ImputeUBP

Overview

ImputeUBP implements Unsupervised Backpropagation (UBP) for genotype imputation. UBP learns a latent embedding for each sample and a decoder network that maps those embeddings to genotype logits. Unlike autoencoders, there is no encoder; the latent vectors are optimized directly with the decoder.

PG-SUI follows a modified UBP schedule inspired by Gashler et al. (2014): latent vectors are initialized with PCA, the decoder is refined with the embeddings frozen, and then both embeddings and decoder weights are jointly optimized.

Missingness is simulated once on the full matrix and reused across train/val/test splits; evaluation metrics are computed on simulated-missing positions only.

Model formulation

Let \(X \in \mathbb{R}^{N \times L}\) be the genotype matrix encoded as 0/1/2 (missing = -1). Each sample has a latent embedding \(v_i \in \mathbb{R}^{K}\) and a shared decoder \(f_W\):

\[\hat{X}_i = f_W(v_i)\]

Training minimizes a masked focal cross-entropy loss with optional class weights and L1 regularization on decoder weights:

\[\mathcal{L} = \frac{1}{|M|} \sum_{(i, j) \in M} w_{y_{ij}} (1 - p_{ij})^{\gamma} \log(p_{ij}) + \lambda \lVert W \rVert_1\]

where \(M\) indexes observed entries, \(p_{ij}\) is the probability assigned to the true genotype class, and \(\gamma\) is the focal-loss gamma.

Training phases

Initialization (PCA warm start): latent embeddings are initialized by PCA on observed training genotypes.
Phase 2 (decoder refinement): freeze the embeddings and optimize decoder weights to reconstruct genotypes.
Phase 3 (joint refinement): jointly optimize embeddings and decoder weights, allowing embeddings to move off the linear PCA manifold.

Validation and inference use projection steps that refine embeddings with the decoder frozen, improving reconstruction on observed entries before scoring and final imputation.

Configuration highlights

ImputeUBP uses pgsui.data_processing.containers.UBPConfig with the standard io, model, train, tune, plot, and sim blocks. The ubp section adds projection controls:

ubp.projection_lr: learning rate for latent projection.
ubp.projection_epochs: number of projection steps per evaluation.
train.gamma_schedule: optionally anneal focal-loss gamma during training.

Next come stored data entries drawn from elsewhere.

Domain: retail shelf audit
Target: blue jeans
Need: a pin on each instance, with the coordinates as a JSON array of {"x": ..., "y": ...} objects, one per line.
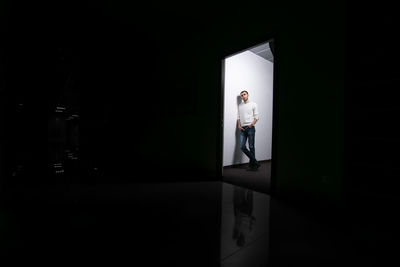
[{"x": 250, "y": 134}]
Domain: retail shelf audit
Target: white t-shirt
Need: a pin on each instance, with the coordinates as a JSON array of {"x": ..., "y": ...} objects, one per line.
[{"x": 247, "y": 113}]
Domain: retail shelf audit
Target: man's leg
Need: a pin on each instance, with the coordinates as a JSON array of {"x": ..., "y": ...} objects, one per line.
[
  {"x": 251, "y": 134},
  {"x": 243, "y": 140}
]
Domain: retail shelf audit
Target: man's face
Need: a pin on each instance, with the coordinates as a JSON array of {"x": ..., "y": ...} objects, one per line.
[{"x": 244, "y": 96}]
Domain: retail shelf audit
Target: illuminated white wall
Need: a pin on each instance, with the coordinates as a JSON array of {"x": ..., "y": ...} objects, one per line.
[{"x": 247, "y": 71}]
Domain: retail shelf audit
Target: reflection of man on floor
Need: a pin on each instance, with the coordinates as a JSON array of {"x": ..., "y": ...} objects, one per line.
[
  {"x": 243, "y": 209},
  {"x": 247, "y": 118}
]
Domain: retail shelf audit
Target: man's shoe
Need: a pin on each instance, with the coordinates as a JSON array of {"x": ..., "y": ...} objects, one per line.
[{"x": 252, "y": 168}]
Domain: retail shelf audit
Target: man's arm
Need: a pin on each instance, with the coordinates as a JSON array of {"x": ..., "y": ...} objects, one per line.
[
  {"x": 253, "y": 123},
  {"x": 239, "y": 125}
]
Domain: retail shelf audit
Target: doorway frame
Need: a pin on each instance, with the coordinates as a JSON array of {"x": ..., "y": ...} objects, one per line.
[{"x": 273, "y": 183}]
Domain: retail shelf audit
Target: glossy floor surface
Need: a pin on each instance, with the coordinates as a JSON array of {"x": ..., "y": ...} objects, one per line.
[{"x": 180, "y": 224}]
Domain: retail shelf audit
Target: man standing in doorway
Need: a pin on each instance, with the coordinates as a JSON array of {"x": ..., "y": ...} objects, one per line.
[{"x": 247, "y": 118}]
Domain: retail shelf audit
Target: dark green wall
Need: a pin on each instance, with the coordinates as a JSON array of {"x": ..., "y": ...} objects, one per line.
[{"x": 151, "y": 85}]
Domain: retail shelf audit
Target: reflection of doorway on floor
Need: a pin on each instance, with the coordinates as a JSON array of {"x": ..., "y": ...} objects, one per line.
[{"x": 259, "y": 180}]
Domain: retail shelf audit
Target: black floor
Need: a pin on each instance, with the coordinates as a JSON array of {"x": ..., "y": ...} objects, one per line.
[
  {"x": 187, "y": 224},
  {"x": 259, "y": 180}
]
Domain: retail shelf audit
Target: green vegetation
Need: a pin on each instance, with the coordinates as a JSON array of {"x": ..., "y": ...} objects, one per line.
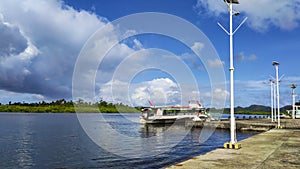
[{"x": 63, "y": 106}]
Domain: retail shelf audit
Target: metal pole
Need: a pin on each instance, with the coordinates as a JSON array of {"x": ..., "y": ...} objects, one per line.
[
  {"x": 274, "y": 100},
  {"x": 271, "y": 84},
  {"x": 232, "y": 120},
  {"x": 277, "y": 90}
]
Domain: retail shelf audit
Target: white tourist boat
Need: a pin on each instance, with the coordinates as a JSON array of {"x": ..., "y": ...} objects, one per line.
[{"x": 169, "y": 114}]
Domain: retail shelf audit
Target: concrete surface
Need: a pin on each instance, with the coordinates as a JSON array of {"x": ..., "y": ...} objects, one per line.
[{"x": 276, "y": 148}]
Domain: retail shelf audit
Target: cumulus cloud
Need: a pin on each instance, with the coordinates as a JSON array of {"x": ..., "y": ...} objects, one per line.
[
  {"x": 215, "y": 63},
  {"x": 197, "y": 47},
  {"x": 261, "y": 14},
  {"x": 40, "y": 44},
  {"x": 161, "y": 91}
]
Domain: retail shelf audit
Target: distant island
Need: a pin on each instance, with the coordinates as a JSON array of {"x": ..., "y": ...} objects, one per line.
[{"x": 64, "y": 106}]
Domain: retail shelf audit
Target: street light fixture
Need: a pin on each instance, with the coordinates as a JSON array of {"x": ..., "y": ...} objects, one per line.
[
  {"x": 233, "y": 141},
  {"x": 293, "y": 86},
  {"x": 276, "y": 64},
  {"x": 272, "y": 99}
]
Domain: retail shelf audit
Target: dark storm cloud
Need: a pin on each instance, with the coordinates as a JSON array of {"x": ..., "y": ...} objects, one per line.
[
  {"x": 11, "y": 40},
  {"x": 39, "y": 45}
]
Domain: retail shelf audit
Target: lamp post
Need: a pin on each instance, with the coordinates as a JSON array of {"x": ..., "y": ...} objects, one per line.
[
  {"x": 293, "y": 86},
  {"x": 272, "y": 112},
  {"x": 233, "y": 141},
  {"x": 276, "y": 64},
  {"x": 274, "y": 100}
]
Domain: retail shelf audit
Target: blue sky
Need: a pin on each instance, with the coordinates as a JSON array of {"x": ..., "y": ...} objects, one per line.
[{"x": 41, "y": 40}]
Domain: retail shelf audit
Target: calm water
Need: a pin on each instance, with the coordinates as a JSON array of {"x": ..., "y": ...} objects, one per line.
[{"x": 58, "y": 141}]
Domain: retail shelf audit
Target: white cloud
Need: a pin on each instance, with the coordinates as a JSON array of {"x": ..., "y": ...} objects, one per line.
[
  {"x": 160, "y": 91},
  {"x": 197, "y": 47},
  {"x": 262, "y": 14},
  {"x": 45, "y": 39}
]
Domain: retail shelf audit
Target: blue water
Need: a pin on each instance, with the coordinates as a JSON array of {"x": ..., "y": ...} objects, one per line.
[{"x": 31, "y": 140}]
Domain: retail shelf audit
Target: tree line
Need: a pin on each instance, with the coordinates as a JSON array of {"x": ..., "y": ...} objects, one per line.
[{"x": 64, "y": 106}]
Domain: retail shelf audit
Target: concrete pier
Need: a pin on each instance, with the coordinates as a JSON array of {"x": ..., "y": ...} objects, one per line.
[
  {"x": 259, "y": 125},
  {"x": 276, "y": 148}
]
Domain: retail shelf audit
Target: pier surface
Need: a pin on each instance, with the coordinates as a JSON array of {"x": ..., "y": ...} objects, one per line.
[{"x": 276, "y": 148}]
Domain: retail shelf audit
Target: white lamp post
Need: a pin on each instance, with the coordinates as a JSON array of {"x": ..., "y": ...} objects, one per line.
[
  {"x": 293, "y": 86},
  {"x": 274, "y": 100},
  {"x": 272, "y": 112},
  {"x": 233, "y": 140},
  {"x": 277, "y": 92}
]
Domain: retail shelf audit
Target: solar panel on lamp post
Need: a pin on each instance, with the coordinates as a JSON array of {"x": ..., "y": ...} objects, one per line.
[
  {"x": 233, "y": 141},
  {"x": 293, "y": 86},
  {"x": 276, "y": 64}
]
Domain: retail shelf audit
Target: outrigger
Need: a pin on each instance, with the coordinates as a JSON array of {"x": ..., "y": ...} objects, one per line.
[{"x": 169, "y": 114}]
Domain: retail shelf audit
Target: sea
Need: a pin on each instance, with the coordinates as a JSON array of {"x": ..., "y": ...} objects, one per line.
[{"x": 117, "y": 141}]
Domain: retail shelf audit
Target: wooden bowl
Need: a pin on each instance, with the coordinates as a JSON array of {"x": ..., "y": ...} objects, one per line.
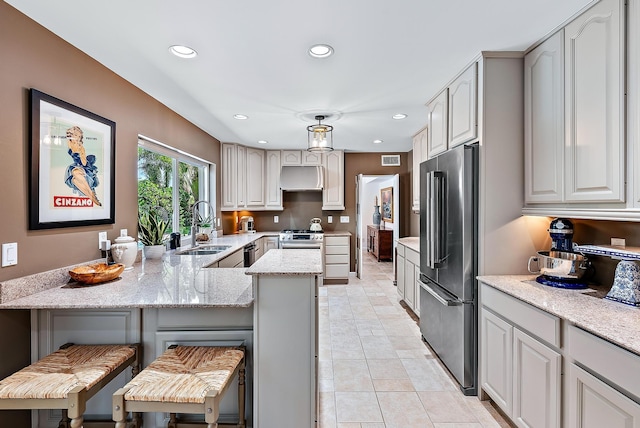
[{"x": 96, "y": 273}]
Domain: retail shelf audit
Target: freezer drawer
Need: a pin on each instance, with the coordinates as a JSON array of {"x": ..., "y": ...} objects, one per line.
[{"x": 449, "y": 327}]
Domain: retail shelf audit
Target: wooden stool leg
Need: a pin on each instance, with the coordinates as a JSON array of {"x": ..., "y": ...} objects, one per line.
[{"x": 241, "y": 395}]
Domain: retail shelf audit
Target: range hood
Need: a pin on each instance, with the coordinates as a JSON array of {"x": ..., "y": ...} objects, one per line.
[{"x": 297, "y": 178}]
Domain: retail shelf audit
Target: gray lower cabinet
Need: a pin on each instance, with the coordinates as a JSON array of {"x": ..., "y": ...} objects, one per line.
[
  {"x": 539, "y": 380},
  {"x": 520, "y": 370}
]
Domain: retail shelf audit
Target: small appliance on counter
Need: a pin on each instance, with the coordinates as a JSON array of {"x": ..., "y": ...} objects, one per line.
[
  {"x": 246, "y": 224},
  {"x": 560, "y": 267},
  {"x": 315, "y": 225},
  {"x": 626, "y": 279}
]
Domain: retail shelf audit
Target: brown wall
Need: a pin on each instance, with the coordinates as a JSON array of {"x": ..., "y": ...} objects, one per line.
[{"x": 33, "y": 57}]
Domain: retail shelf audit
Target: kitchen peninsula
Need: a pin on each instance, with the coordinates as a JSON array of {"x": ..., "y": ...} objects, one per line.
[{"x": 270, "y": 308}]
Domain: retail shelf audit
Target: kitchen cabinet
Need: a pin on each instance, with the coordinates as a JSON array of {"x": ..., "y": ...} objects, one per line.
[
  {"x": 272, "y": 191},
  {"x": 574, "y": 117},
  {"x": 520, "y": 359},
  {"x": 333, "y": 191},
  {"x": 462, "y": 108},
  {"x": 380, "y": 242},
  {"x": 544, "y": 124},
  {"x": 301, "y": 157},
  {"x": 270, "y": 243},
  {"x": 437, "y": 112},
  {"x": 419, "y": 155},
  {"x": 337, "y": 257},
  {"x": 243, "y": 177},
  {"x": 408, "y": 276}
]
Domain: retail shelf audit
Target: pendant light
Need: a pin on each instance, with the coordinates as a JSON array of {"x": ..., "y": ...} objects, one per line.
[{"x": 320, "y": 136}]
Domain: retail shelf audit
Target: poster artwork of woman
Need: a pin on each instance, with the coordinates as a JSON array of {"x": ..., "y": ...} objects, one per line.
[{"x": 81, "y": 175}]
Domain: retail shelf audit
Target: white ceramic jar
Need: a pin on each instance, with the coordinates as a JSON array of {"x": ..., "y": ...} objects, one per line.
[{"x": 125, "y": 251}]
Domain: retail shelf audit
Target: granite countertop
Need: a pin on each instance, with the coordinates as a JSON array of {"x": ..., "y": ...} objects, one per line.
[
  {"x": 616, "y": 322},
  {"x": 173, "y": 281},
  {"x": 288, "y": 262},
  {"x": 412, "y": 242}
]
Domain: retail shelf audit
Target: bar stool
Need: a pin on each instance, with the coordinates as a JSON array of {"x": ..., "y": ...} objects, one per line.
[
  {"x": 67, "y": 378},
  {"x": 184, "y": 379}
]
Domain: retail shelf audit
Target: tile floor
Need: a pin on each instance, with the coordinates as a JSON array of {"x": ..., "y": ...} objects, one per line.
[{"x": 374, "y": 369}]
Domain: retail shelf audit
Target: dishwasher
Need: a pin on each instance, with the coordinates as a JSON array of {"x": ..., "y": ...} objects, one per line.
[{"x": 250, "y": 254}]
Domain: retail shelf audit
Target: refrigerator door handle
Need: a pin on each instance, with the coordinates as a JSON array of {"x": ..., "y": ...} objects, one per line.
[
  {"x": 435, "y": 209},
  {"x": 440, "y": 297}
]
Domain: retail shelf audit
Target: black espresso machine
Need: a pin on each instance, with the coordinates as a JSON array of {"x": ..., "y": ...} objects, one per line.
[{"x": 561, "y": 266}]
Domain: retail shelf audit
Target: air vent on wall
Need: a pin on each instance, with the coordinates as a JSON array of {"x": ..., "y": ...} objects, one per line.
[{"x": 390, "y": 160}]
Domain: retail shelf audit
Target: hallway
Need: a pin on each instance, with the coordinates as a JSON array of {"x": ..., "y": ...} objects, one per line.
[{"x": 374, "y": 369}]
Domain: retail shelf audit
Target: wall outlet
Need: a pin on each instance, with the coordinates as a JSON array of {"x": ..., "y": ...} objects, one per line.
[
  {"x": 102, "y": 236},
  {"x": 9, "y": 254},
  {"x": 618, "y": 242}
]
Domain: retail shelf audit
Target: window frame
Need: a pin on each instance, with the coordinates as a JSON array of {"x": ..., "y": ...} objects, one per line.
[{"x": 206, "y": 180}]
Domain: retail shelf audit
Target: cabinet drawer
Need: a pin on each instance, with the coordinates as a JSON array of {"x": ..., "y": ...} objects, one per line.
[
  {"x": 336, "y": 240},
  {"x": 232, "y": 260},
  {"x": 412, "y": 256},
  {"x": 336, "y": 259},
  {"x": 610, "y": 361},
  {"x": 336, "y": 249},
  {"x": 537, "y": 322},
  {"x": 336, "y": 271}
]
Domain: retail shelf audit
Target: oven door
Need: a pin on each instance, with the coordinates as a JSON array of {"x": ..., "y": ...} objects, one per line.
[{"x": 300, "y": 244}]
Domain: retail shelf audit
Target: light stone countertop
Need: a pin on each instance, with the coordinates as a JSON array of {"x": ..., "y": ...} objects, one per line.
[
  {"x": 613, "y": 321},
  {"x": 174, "y": 281},
  {"x": 412, "y": 242},
  {"x": 288, "y": 262}
]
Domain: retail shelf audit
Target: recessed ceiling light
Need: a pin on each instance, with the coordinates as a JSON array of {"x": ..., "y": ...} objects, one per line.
[
  {"x": 320, "y": 51},
  {"x": 183, "y": 51}
]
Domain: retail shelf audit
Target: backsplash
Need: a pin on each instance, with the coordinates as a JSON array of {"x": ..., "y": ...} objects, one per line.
[{"x": 299, "y": 209}]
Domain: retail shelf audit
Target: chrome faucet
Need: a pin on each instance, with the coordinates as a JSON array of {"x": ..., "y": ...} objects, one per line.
[{"x": 194, "y": 219}]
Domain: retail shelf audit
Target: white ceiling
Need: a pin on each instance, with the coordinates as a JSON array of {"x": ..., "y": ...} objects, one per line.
[{"x": 391, "y": 56}]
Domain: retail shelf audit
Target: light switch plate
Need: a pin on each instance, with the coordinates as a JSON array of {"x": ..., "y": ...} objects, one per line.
[{"x": 9, "y": 254}]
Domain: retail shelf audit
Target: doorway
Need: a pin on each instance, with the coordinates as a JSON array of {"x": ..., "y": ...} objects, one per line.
[{"x": 368, "y": 188}]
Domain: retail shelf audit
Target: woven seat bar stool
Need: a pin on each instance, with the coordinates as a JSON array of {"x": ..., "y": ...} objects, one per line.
[
  {"x": 67, "y": 378},
  {"x": 184, "y": 379}
]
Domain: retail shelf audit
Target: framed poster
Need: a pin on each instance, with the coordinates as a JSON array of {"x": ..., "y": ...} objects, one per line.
[
  {"x": 386, "y": 199},
  {"x": 72, "y": 177}
]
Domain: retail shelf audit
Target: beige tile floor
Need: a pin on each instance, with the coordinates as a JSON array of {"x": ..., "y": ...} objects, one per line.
[{"x": 374, "y": 369}]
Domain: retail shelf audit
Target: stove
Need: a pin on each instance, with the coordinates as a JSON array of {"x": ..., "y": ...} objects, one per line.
[{"x": 300, "y": 238}]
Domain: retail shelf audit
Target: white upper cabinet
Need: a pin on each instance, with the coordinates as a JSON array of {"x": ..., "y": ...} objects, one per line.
[
  {"x": 419, "y": 155},
  {"x": 333, "y": 192},
  {"x": 273, "y": 193},
  {"x": 255, "y": 177},
  {"x": 437, "y": 125},
  {"x": 594, "y": 105},
  {"x": 544, "y": 121},
  {"x": 463, "y": 108}
]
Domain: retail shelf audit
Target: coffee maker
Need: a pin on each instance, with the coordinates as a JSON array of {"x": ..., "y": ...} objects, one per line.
[{"x": 246, "y": 224}]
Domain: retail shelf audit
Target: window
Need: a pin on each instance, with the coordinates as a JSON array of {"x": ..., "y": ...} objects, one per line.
[{"x": 170, "y": 181}]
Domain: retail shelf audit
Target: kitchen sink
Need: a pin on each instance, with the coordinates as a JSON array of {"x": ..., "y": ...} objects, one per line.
[{"x": 204, "y": 250}]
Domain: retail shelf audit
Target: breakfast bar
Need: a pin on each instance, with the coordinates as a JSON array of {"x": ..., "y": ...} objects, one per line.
[{"x": 180, "y": 300}]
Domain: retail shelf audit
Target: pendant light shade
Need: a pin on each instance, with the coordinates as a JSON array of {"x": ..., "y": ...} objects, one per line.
[{"x": 320, "y": 136}]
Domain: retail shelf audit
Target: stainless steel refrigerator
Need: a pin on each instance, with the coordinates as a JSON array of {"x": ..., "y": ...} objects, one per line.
[{"x": 449, "y": 262}]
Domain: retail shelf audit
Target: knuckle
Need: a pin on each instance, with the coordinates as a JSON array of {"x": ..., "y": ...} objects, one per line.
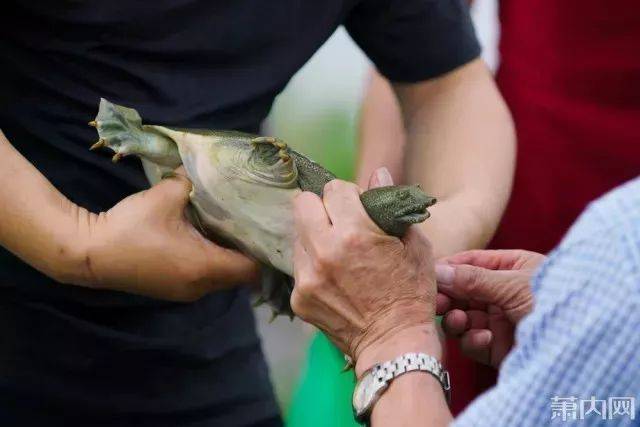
[
  {"x": 331, "y": 186},
  {"x": 324, "y": 260}
]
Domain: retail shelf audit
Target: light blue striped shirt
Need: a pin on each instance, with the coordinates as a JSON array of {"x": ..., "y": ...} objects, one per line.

See Optuna Hyperparameter Tuning for Optuna-driven tuning details.

Usage

from snpio import VCFReader
from pgsui import ImputeUBP
from pgsui.data_processing.containers import UBPConfig

gdata = VCFReader("cohort.vcf.gz", popmapfile="pops.popmap")
cfg = UBPConfig.from_preset("balanced")
cfg.ubp.projection_lr = 0.03

model = ImputeUBP(genotype_data=gdata, config=cfg)
model.fit()
genotypes_iupac = model.transform()

References

Gashler, M. S., Smith, M. R., Morris, R., & Martinez, T. R. (2014). Missing Value Imputation with Unsupervised Backpropagation. Computational Intelligence, 32(2), 196-215.